BioClinica was merged yesterday with CoreLab Partners by their acquirers, private-equity firm JLL Partners and its majority owner Ampersand Capital Partners, in a $123 million-plus deal intended to create a clinical trials powerhouse at a time when biopharmas are scrambling to replace blockbusters falling off the proverbial patent cliff.

JLL Partners controls a holding company that on Tuesday completed a cash tender offer to purchase all of BioClinica’s common stock for $7.25 a share, or $123 million overall. The purchase price represented a premium of 23.2% over its average closing price for the 90 days ended January 29, and 28.7% over the average price for the 52-week period ended January 29, 2013, JLL Partners said when the deal was announced January 30.

The value of the CoreLab acquisition, which was contingent on the BioClinical deal, has not been disclosed.
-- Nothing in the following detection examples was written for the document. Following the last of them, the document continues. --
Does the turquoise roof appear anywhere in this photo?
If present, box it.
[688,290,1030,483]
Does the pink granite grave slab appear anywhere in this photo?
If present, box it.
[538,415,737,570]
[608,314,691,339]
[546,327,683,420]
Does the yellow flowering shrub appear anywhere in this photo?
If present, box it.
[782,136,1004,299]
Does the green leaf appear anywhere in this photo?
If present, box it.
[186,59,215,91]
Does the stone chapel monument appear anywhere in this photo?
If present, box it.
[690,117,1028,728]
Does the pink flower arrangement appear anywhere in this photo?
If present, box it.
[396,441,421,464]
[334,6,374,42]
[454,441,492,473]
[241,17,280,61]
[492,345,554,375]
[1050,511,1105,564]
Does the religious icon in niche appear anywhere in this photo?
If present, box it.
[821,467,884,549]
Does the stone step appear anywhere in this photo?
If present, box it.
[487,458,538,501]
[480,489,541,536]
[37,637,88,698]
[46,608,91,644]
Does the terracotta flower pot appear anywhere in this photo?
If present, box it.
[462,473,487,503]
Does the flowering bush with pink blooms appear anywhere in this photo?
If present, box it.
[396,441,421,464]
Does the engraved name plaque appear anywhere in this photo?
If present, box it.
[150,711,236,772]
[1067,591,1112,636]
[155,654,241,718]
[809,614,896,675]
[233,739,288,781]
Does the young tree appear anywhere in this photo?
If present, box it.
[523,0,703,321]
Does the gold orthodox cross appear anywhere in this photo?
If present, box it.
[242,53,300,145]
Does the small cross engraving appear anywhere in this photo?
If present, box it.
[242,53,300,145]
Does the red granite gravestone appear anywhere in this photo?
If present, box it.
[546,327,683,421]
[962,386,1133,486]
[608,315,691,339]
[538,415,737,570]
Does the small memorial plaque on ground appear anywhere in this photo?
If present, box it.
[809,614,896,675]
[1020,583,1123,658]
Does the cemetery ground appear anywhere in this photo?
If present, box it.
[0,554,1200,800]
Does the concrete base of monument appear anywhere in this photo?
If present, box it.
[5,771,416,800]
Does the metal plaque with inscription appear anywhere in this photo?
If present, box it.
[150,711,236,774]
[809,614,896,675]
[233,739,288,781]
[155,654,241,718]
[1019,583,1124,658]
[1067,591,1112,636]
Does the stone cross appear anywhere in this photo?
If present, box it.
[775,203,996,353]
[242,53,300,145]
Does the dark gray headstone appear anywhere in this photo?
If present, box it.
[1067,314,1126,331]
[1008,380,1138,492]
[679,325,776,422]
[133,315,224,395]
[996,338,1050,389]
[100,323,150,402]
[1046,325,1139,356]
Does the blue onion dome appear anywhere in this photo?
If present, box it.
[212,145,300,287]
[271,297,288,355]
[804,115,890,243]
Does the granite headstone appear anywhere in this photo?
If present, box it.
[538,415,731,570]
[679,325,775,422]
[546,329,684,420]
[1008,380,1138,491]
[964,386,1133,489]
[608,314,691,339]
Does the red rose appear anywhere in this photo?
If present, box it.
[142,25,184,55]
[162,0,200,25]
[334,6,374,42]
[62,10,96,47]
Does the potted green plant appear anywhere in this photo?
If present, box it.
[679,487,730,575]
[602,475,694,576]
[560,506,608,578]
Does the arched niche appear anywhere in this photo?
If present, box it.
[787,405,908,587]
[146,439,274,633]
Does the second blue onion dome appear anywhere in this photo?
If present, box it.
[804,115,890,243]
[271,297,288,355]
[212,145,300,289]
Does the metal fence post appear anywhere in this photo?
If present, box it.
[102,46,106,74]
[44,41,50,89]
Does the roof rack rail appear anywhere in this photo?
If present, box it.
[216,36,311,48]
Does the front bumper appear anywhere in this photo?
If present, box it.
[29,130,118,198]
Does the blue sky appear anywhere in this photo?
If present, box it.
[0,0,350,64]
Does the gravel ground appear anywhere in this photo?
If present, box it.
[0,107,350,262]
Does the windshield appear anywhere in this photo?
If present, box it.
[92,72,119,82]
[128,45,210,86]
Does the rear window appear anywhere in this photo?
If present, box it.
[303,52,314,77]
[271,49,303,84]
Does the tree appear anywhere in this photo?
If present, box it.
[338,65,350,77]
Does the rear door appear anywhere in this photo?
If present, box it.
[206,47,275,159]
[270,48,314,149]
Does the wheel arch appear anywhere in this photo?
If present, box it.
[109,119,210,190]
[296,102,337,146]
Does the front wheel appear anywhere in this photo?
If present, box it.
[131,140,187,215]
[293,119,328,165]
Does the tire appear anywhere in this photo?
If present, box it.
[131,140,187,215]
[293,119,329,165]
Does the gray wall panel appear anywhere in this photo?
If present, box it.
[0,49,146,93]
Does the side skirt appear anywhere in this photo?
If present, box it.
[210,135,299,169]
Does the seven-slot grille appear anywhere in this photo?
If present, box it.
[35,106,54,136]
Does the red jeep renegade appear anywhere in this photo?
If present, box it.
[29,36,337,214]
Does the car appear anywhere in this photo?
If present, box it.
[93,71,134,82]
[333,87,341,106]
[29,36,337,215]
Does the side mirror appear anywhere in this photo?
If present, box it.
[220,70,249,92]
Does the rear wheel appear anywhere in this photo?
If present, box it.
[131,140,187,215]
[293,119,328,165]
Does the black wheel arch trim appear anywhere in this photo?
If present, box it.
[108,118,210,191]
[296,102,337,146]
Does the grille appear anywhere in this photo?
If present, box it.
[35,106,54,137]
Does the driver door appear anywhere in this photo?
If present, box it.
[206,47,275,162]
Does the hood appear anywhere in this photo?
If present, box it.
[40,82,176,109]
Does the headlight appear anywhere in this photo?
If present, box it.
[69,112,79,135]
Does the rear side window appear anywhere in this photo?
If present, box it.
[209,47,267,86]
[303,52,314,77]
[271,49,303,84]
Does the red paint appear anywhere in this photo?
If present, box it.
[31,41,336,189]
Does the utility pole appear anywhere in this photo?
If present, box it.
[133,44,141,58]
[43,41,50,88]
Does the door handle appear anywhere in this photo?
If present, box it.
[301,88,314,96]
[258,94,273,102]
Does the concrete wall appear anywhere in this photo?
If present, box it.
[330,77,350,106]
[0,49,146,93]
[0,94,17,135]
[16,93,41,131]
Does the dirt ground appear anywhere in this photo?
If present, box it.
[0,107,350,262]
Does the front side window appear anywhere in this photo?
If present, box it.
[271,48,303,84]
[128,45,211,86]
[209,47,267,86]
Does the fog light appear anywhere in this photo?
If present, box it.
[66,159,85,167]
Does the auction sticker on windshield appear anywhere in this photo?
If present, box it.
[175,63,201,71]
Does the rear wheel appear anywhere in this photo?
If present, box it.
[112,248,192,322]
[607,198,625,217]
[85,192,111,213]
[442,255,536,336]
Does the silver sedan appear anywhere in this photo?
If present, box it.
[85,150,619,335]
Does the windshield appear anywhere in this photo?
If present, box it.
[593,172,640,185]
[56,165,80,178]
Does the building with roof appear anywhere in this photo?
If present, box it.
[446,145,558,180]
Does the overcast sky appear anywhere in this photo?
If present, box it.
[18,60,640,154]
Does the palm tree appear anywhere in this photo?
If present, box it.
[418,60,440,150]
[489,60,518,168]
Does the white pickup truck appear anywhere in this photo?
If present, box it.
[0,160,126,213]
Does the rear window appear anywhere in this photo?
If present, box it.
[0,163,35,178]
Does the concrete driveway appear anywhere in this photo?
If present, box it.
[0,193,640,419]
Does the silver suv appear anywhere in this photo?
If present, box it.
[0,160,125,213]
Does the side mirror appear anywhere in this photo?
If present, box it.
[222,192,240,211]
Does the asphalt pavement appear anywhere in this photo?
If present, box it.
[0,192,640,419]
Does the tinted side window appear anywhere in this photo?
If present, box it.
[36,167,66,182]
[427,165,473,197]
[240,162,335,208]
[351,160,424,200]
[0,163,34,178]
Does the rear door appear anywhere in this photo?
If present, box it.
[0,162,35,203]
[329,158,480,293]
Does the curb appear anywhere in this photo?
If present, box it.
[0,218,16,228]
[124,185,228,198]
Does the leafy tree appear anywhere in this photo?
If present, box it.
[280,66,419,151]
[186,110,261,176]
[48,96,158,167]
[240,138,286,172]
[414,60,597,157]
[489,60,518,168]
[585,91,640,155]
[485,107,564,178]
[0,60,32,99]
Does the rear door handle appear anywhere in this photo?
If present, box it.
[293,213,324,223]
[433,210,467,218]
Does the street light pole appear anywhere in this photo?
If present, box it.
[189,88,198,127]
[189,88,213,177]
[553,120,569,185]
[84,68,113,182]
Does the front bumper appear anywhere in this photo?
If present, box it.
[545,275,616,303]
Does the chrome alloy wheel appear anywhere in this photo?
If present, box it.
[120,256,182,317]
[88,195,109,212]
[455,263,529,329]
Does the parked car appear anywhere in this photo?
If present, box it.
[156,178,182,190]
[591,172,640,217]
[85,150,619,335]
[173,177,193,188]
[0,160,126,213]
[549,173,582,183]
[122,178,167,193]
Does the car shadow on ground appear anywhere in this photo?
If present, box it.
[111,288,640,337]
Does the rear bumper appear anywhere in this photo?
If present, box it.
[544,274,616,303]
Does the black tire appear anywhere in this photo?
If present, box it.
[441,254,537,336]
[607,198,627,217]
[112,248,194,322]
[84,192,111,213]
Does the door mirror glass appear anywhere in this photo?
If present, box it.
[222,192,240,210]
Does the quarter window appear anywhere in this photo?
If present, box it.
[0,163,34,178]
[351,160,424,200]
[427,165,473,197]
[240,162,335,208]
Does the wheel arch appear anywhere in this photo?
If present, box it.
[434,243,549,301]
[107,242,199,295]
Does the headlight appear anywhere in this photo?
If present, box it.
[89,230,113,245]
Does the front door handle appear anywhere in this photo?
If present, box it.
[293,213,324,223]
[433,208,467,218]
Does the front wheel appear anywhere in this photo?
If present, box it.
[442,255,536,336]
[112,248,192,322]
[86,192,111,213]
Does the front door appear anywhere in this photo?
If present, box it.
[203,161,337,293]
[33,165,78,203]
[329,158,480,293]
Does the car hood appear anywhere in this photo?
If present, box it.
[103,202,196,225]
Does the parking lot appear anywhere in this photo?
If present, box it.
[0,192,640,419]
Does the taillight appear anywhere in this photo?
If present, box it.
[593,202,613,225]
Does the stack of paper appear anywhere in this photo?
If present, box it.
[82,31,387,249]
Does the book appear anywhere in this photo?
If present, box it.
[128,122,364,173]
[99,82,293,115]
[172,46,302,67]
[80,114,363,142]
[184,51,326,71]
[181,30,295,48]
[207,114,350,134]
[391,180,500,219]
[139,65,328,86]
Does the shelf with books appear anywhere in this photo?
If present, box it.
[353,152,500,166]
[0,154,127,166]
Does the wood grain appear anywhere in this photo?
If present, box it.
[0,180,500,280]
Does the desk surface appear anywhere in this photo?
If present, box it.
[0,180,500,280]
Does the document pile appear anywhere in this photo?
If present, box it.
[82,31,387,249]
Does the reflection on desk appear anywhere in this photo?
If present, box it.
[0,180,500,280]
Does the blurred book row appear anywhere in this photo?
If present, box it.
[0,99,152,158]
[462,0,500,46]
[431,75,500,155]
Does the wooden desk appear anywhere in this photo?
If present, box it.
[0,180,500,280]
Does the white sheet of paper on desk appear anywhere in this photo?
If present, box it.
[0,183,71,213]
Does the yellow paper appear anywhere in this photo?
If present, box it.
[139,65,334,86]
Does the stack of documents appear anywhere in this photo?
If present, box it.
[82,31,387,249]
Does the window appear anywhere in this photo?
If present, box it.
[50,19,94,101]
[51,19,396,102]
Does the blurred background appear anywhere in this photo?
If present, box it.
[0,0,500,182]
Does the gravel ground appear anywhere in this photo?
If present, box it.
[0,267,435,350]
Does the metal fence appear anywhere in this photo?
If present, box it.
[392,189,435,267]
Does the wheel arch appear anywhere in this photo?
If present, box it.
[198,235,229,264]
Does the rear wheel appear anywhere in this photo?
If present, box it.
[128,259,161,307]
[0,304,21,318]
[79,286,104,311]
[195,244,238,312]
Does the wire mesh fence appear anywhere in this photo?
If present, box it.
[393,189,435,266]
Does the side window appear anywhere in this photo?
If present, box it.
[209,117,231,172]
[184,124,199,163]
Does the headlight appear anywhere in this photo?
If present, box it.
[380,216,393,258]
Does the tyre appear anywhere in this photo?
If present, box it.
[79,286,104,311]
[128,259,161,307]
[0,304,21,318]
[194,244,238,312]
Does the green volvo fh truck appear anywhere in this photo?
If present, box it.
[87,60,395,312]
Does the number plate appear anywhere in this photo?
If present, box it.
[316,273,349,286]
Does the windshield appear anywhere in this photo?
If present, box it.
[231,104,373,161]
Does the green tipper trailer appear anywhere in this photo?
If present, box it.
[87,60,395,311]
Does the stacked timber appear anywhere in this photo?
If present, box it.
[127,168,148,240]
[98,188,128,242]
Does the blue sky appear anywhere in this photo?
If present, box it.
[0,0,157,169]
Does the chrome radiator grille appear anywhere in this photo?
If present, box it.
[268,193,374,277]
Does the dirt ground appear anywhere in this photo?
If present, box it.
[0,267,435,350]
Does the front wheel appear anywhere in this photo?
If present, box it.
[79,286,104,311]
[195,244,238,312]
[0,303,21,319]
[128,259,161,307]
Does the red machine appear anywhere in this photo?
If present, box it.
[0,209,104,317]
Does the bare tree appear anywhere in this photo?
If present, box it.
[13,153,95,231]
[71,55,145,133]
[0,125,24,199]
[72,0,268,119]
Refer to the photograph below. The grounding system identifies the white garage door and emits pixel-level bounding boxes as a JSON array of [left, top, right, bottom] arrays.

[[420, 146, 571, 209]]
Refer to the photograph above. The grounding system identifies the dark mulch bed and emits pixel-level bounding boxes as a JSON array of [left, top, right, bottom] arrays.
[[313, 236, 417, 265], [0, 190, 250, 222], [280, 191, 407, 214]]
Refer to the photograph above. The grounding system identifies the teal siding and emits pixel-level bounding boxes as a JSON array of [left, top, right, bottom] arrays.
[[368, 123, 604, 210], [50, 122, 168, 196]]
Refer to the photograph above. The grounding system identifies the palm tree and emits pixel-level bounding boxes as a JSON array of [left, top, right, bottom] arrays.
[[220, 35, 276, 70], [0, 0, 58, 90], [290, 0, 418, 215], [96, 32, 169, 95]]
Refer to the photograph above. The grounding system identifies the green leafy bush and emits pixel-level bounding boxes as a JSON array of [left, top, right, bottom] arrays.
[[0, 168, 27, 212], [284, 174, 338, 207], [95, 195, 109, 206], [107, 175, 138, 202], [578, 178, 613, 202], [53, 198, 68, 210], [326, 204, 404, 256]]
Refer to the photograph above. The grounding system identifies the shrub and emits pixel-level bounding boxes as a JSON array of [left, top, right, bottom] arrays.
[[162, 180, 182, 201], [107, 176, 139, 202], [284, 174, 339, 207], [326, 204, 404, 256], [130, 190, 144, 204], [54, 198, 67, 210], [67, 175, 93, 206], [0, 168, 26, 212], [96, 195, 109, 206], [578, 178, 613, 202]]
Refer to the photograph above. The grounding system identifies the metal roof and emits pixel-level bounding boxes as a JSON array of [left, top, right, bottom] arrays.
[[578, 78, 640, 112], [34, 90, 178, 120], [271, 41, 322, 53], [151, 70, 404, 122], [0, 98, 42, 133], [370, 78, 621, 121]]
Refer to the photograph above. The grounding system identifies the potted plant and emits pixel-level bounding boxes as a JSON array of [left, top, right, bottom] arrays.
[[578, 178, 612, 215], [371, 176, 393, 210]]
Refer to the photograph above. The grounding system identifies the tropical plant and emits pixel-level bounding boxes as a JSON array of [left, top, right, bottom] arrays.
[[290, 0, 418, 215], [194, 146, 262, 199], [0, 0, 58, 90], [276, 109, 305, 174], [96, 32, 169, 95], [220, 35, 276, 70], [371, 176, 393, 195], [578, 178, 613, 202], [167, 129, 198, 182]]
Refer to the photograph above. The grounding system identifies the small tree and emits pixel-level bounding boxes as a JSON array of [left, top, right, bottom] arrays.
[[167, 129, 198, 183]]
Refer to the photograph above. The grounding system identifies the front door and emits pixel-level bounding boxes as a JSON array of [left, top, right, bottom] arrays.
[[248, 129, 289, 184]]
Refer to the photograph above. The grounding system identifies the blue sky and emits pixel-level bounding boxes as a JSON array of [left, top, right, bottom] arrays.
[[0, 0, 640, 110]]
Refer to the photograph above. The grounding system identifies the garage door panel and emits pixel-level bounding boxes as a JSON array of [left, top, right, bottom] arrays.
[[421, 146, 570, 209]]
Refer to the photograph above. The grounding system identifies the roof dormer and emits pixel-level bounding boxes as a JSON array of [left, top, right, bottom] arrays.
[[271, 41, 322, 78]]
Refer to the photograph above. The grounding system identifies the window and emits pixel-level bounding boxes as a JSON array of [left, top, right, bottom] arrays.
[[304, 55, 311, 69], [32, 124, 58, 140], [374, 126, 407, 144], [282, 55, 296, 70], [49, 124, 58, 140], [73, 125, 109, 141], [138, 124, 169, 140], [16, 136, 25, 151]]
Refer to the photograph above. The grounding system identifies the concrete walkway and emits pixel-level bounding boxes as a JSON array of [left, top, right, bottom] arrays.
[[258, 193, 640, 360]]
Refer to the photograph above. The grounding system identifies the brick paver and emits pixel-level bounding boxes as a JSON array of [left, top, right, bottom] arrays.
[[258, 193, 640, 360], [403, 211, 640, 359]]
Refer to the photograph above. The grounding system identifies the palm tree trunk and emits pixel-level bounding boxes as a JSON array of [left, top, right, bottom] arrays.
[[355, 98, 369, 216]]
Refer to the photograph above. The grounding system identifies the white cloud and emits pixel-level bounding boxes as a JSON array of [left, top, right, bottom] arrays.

The newly combined company, which will retain the BioClinica name, will be a private entity with about 900 employees, and no plans for layoffs, Mark L. Weinstein, president and CEO of the combined company, told the Philadelphia Inquirer.

The combined company marries the management focus of its namesake predecessor with CoreLab’s medical imaging solutions and cardiac safety services for clinical trial sponsors. The new BioClinca said it will offer scientific and medical experience gleaned from the predecessor companies’ work on trials for a combined 50 FDA approved drugs—including 33 in oncology—and expertise in therapeutic areas where imaging is critical, such as oncology, neurology, musculoskeletal, and cardiology.

Post-merger, BioClinica will maintain support operations in North America as well as China, Japan, Germany, The Netherlands, and France.

The deal was completed some six weeks after BioClinica announced merger plans on January 30. At the time, the companies said they expected to complete the deal before the end of the first quarter.

“The unification of BioClinica and CoreLab Partners will enhance the existing service quality and technological innovation supported by scientific and medical expertise that have long been hallmarks of these two companies,” Weinstein said in a statement. He held the same position with the old BioClinica, which traded its shares on NASDAQ and has said it carried out some 2,000 successful trials over 20 years.

In its final quarterly results as a public company, released last month, old BioClinica said it finished the final three months of 2012 with a 0.6% dip in net income, to $1.158 million from $1.165 million in Q4 2011. For all of 2012, however, pre-merger BioClinica enjoyed a 33% jump in net income over 2011, to $3.7 million from about $2.8 million, on revenues that rose 17% to $98.3 million, up 17% from almost $84 million.

“This merger produces a stronger BioClinica that is better able to support pharmaceutical, biotechnology, and medical device development,” Weinstein added.